We can see how the genetic algorithm performs with varying numbers of mutations(just one parameter of the algorithm). We can see that the algorithm enables us to design promoter sequences effectively.

The genetic algorithm performs differently depending on the parameter of mutations per generation. The initial expression value was 0.8 and the target values was -0.5 (normalized values). The algorithm was able to find a solution to mutate/evolve the input promoter

Improvements

Both the CNN and genetic algorithm are designed as baselines to be improved upon. Here are some ways each could be improved.

The CNN is currently in a basic state.

It’s a shallow network; we only have 1 convolution and pooling layer. Typically the advantage of convolutions emerges with many of these layers. So we could stack 3-5 of these to condense the sequence representation into a single value or just a handful. This would mean we pass a fraction of the values to the input layers at the end compared to our baseline model.

Additionally, we could add skip connections from the first convolutional layer to the final one; this perserves information present at the beginning which may be lost due poor filters or the pooling layers.

Kernel sizes; could be varied. This is important because it determines how many base pairs are considered at a given time, longer kernels may learn different features than shorter ones.

The genetic algorithm has many more improvements which can be made.

The fitness function ; doesn’t factor in the number of mutations from the original sequence; perhaps we only want to perform 3 SNP mutations.
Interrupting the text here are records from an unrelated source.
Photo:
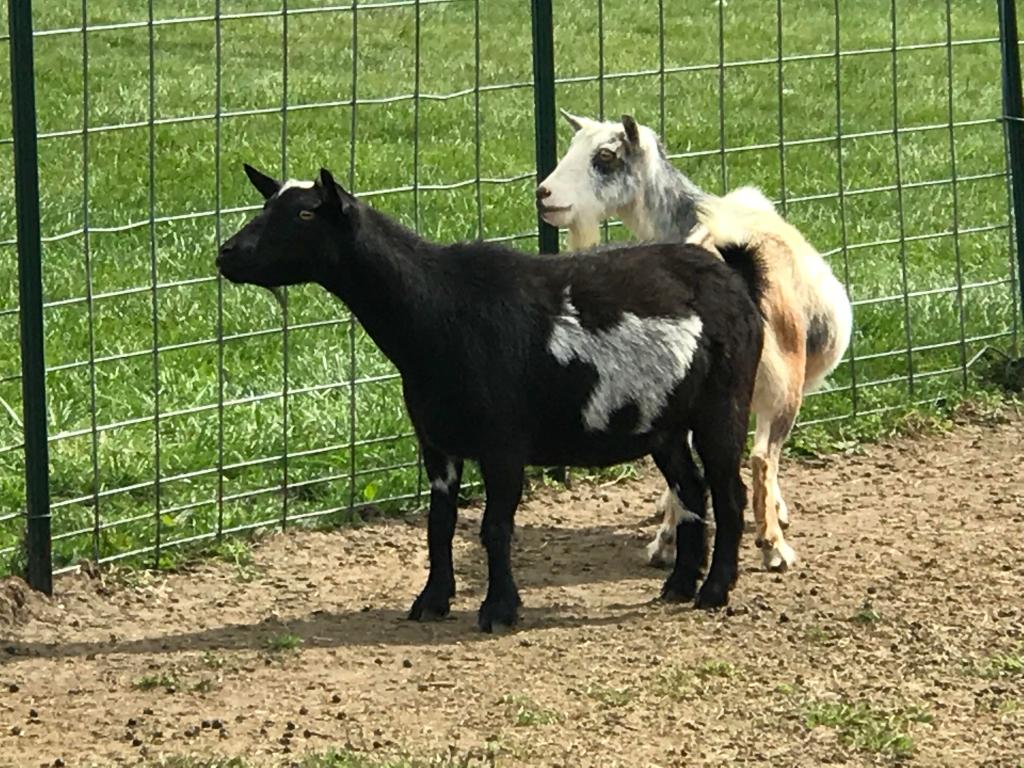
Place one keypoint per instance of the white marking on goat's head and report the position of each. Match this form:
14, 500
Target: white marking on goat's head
599, 175
446, 483
639, 361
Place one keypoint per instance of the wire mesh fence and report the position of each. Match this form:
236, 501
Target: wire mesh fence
180, 409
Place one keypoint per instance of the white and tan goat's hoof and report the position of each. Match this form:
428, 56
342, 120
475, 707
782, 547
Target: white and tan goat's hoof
662, 550
778, 556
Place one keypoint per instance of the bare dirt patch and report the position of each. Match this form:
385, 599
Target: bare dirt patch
899, 636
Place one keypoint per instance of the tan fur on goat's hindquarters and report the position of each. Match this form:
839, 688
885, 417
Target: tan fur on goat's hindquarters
801, 287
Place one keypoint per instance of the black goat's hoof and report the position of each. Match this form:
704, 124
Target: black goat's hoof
679, 590
496, 614
713, 595
430, 605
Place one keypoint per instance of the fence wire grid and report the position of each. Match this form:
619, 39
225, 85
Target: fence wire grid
181, 408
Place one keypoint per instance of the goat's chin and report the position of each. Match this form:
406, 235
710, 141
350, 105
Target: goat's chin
558, 218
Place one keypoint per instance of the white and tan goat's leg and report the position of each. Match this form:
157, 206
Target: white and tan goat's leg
768, 504
777, 396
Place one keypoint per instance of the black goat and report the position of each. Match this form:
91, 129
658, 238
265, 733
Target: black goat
512, 359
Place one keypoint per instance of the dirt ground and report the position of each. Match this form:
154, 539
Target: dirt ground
899, 636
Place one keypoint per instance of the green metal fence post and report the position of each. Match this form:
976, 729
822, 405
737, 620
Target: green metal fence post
544, 128
544, 109
1013, 113
30, 276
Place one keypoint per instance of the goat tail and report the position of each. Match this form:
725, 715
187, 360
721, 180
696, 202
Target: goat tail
745, 260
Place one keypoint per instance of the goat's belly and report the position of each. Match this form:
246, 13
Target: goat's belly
593, 450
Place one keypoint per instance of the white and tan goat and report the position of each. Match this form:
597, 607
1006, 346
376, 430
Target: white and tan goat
621, 170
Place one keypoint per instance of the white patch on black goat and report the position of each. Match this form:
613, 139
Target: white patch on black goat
294, 184
639, 360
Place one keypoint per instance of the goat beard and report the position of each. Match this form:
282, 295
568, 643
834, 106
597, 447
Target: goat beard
282, 296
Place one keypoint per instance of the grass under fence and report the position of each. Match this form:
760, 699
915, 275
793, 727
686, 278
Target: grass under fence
442, 131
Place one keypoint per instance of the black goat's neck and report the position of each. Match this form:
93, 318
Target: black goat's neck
385, 281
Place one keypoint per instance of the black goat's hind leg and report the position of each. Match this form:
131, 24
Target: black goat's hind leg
445, 476
503, 484
685, 481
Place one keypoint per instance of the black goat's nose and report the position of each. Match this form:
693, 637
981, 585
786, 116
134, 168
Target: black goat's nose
225, 250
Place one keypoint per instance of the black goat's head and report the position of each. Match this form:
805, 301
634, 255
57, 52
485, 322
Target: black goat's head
302, 228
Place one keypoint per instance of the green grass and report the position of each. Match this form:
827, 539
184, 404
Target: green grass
524, 713
166, 681
322, 350
1008, 665
283, 642
330, 759
865, 728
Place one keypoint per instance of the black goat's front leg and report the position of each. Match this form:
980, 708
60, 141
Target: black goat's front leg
503, 483
689, 539
445, 476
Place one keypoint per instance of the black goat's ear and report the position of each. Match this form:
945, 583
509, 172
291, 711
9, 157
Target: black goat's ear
334, 195
267, 186
572, 120
632, 130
This has relevance in the real world due to political regulations which may constrain the number of ‘novel’ mutations which may be performed in an individual.

More mutations; could be added like inversions, deletions, additions which affect multiple base pairs at a time. This quickly adds to the diversity of the population.
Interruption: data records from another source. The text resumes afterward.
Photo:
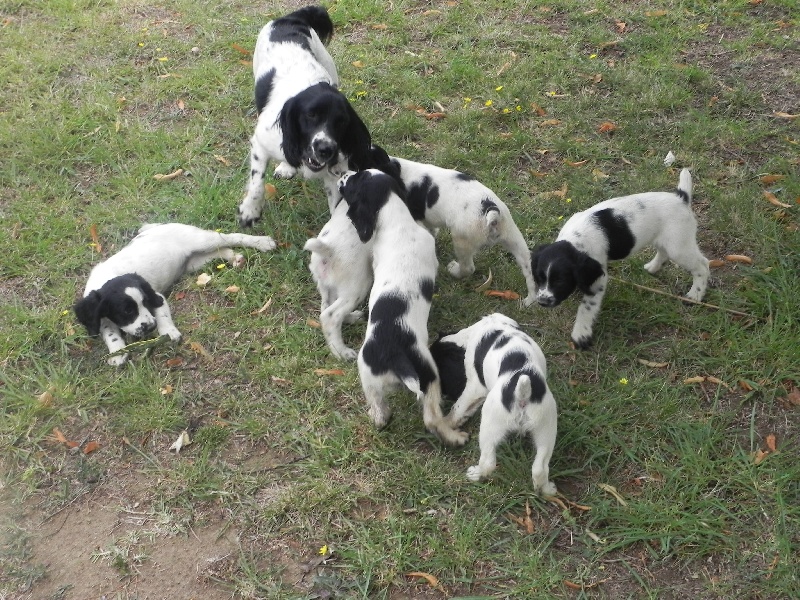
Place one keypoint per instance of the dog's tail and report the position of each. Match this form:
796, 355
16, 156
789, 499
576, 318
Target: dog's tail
318, 246
685, 186
318, 19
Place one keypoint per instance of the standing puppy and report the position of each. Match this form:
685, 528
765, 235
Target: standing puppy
341, 265
473, 213
404, 267
125, 293
495, 364
613, 230
304, 121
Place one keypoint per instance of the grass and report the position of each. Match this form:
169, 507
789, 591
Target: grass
91, 112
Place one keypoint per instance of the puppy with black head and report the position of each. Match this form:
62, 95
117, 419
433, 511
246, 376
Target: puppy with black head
404, 267
494, 364
304, 121
472, 212
613, 230
125, 293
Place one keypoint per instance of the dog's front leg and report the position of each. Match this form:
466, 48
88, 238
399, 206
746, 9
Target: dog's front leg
587, 313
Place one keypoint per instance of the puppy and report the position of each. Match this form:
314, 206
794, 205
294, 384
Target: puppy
473, 213
404, 267
304, 121
494, 363
125, 293
341, 265
613, 230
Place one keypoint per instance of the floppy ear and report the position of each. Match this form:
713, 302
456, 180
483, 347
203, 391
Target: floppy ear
293, 142
356, 143
88, 312
587, 271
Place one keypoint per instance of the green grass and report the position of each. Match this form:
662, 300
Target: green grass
89, 113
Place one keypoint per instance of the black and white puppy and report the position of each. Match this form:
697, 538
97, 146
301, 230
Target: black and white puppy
304, 121
404, 267
341, 265
472, 212
613, 230
495, 364
125, 293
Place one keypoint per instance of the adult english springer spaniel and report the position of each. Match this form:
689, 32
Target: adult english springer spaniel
304, 121
613, 230
125, 293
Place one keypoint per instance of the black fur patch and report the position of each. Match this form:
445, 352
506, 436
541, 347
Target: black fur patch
449, 358
620, 238
391, 347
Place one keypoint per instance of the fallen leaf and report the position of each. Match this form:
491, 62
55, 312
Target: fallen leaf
322, 372
505, 294
772, 199
169, 176
739, 258
613, 491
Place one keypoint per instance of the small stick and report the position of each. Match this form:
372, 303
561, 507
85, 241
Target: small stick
685, 299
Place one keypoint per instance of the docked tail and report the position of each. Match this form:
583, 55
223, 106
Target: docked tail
685, 186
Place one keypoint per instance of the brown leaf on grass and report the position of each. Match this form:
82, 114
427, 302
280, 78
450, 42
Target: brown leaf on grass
504, 294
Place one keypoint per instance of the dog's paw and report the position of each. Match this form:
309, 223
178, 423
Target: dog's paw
474, 473
285, 171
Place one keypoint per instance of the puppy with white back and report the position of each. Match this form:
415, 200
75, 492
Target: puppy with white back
613, 230
494, 364
472, 212
125, 293
304, 121
404, 265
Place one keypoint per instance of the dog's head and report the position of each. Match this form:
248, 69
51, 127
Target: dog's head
559, 269
127, 301
366, 192
321, 129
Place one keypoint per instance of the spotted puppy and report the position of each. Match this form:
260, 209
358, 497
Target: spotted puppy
495, 364
404, 266
612, 230
473, 213
125, 293
341, 265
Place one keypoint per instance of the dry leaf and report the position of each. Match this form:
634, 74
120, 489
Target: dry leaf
505, 294
772, 199
739, 258
169, 176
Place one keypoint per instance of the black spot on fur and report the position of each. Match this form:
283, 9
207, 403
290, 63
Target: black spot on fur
615, 228
449, 358
391, 347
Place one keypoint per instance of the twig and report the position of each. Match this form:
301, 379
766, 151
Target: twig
685, 299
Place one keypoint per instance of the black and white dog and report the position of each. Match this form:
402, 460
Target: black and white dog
304, 121
473, 213
341, 265
495, 364
125, 293
404, 266
613, 230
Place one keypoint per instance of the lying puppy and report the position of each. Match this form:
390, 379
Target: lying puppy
613, 230
304, 121
404, 266
495, 364
125, 293
473, 213
341, 265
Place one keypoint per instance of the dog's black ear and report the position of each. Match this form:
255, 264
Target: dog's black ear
293, 139
88, 310
587, 271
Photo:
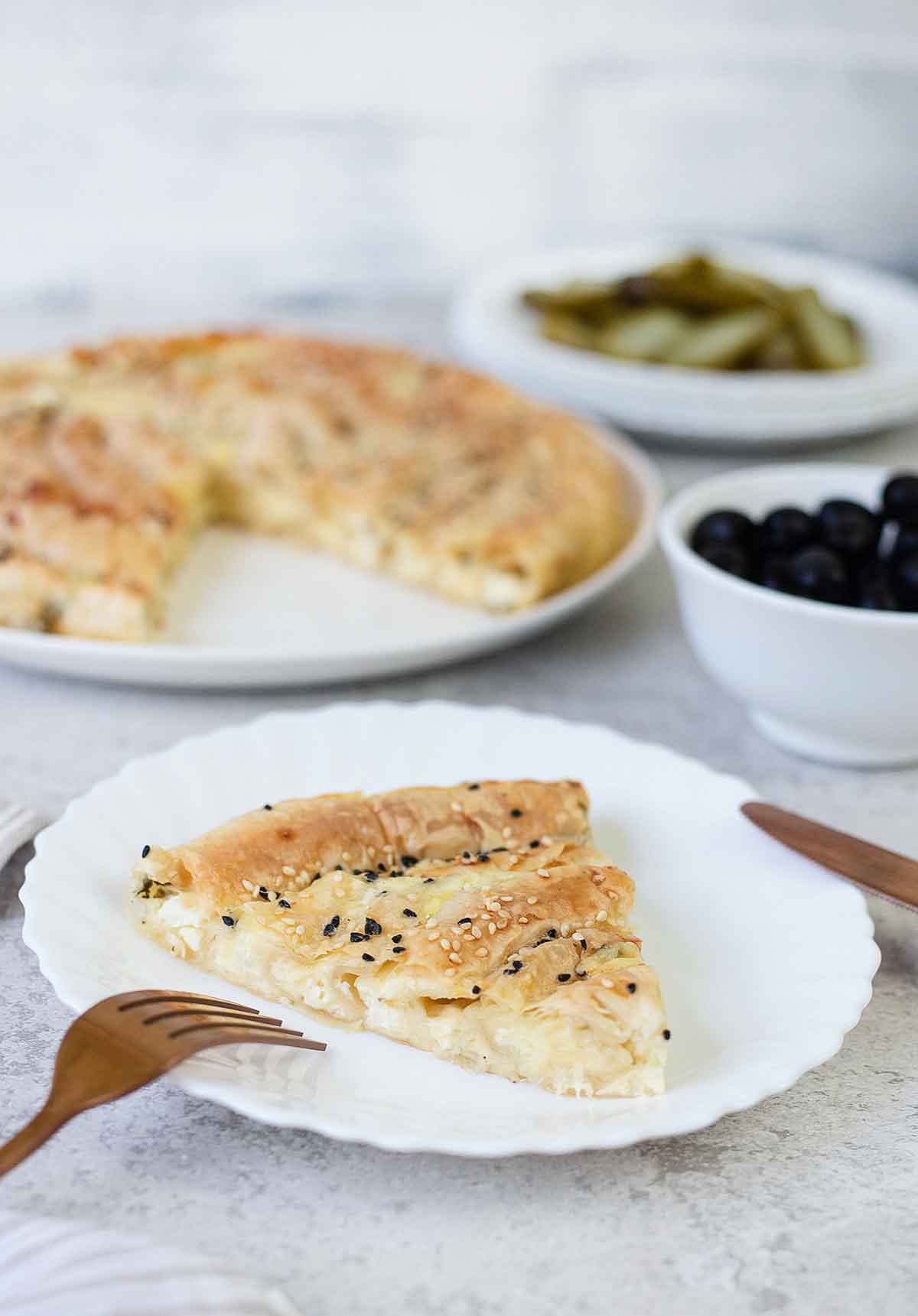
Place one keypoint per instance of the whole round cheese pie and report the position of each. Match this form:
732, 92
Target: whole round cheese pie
112, 458
474, 921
Genetic Flow; could be simulated with multiple genetic algorithms running in parallel. By the nature of evolution they would like evolve in seperate manners. Individuals from each population (you can think of them as islands of individuals) could be swapped each generation.
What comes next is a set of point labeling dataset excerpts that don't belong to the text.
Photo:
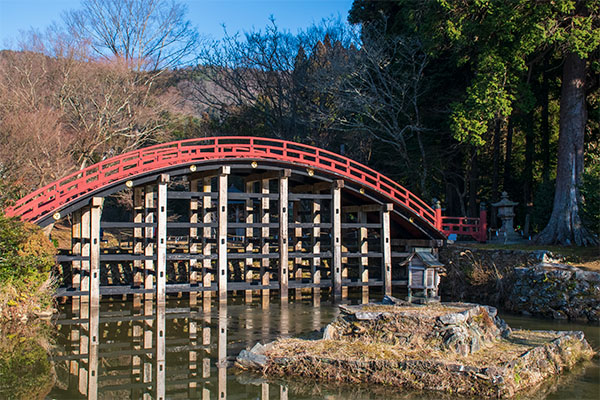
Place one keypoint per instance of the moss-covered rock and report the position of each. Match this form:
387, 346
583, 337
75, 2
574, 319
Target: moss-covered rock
408, 347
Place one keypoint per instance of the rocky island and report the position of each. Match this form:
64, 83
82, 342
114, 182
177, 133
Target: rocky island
457, 348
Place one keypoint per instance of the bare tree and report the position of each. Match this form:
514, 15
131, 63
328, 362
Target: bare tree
284, 81
381, 96
147, 34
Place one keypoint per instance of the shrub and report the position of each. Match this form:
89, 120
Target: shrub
26, 254
590, 191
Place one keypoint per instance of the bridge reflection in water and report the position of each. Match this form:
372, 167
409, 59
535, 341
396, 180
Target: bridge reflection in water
181, 349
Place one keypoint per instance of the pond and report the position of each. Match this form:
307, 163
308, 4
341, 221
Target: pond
186, 350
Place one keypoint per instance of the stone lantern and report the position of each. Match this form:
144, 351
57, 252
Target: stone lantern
506, 212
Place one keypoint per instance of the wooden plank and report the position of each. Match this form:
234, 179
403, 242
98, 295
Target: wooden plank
85, 253
364, 208
94, 325
207, 217
336, 238
363, 247
222, 235
314, 188
95, 215
138, 239
315, 263
283, 234
267, 175
161, 350
248, 274
264, 274
193, 240
386, 248
297, 269
149, 205
76, 263
84, 338
308, 196
161, 239
222, 352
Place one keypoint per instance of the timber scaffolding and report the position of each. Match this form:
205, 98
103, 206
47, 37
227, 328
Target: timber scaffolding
253, 231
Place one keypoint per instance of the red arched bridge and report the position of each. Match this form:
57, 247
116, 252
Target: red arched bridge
234, 213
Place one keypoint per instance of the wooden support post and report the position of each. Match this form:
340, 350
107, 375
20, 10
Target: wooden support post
85, 254
265, 233
94, 324
336, 238
161, 240
138, 242
207, 218
193, 242
84, 343
386, 249
283, 392
76, 264
148, 344
206, 343
283, 233
315, 263
192, 355
137, 333
222, 235
160, 381
249, 245
284, 319
363, 247
149, 205
222, 352
96, 214
76, 285
297, 248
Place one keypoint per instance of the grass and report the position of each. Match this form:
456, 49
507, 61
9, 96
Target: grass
582, 257
496, 354
431, 310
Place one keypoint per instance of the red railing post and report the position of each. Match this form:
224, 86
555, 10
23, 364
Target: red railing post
437, 208
482, 222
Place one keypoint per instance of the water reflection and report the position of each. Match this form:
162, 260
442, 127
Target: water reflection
182, 349
186, 348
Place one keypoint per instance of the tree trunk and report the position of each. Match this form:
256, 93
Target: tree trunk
565, 225
473, 185
529, 154
507, 184
496, 169
545, 125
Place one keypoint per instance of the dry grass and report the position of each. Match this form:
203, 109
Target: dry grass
583, 257
432, 310
496, 354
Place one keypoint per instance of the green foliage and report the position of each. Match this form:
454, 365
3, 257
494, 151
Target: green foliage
500, 40
26, 254
590, 191
25, 370
543, 202
9, 193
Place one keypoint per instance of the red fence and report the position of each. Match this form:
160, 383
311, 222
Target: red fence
464, 226
53, 197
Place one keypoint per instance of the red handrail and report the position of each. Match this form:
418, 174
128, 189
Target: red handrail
52, 197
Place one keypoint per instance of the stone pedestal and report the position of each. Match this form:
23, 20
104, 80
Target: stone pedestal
506, 212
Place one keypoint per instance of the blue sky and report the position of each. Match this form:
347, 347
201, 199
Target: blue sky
207, 15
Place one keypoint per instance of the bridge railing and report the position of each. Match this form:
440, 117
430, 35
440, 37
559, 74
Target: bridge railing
53, 196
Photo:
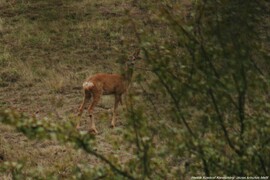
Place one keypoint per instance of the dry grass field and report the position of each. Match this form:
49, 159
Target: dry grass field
47, 49
198, 103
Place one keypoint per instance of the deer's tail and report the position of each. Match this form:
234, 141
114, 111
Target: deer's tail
88, 85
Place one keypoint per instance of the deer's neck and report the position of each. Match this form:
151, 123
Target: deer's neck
128, 73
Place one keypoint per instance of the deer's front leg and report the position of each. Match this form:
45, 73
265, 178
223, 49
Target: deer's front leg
86, 98
116, 102
96, 98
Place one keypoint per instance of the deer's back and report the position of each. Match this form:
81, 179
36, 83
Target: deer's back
109, 83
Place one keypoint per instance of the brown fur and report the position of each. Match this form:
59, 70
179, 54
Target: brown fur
106, 84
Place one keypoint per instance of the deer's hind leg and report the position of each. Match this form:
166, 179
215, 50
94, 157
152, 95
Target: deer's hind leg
87, 97
96, 98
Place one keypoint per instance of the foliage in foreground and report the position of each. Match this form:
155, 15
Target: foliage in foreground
209, 110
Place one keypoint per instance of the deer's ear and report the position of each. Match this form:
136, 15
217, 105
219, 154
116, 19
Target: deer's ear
136, 53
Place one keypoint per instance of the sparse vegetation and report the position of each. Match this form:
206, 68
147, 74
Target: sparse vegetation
198, 104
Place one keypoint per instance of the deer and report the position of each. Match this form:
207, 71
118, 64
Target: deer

Breeding; with other individuals present in the population to simulate crossing over between distinct branches of the population. This would enable the combination of multiple mutations of benefit must faster from individuals with high scores.

Summary

We can see how effective CNN’s and Genetic algorithms are a accomplishing the task of learning patterns in promoter sequences then optimizing them for a target expression value. These are two tools which, while effective, are not exactly cutting edge, however, assist in the understanding of how other machine learning and optimization models work.

The CNN was originally developed for images and has been subsequently used for text based tasks, especially in genetics. While the do consider spatial elements, they are not particularly good at preserving or utilizing them inside the model. Recurrent Neural Networks like the Long-Short Term Memory and Gated Recurrent Unit networks are more popular for text since they recognize patterns sequentially over one character or more at a time. Even more recent, is the application of transformers which are notable for being attention based; learning to focus on particular characters over the whole sequence.

Genetic algorithms have not been popular for a while, partly in due to the resurgence of neural networks which were only recently viable due to improvements of computational power, and key components improvements to components like stochastic gradient descent. A good example of this was the use of gradient ascent by Kotokpa and Smolke, who used this approach to develop new promoters with their CNN.

During the explorations of CNNs and genetic algorithms, I developed a new library for dealing with genetic data and deep learning models. All the code for this article has been deposited on github at https://www.github.com/cjgo/bionlp. If you are a student, you can work on implementing the aforementioned improvements. In the future, further development of this library will extend to various NLP models like transformers for working with DNA and Protein data.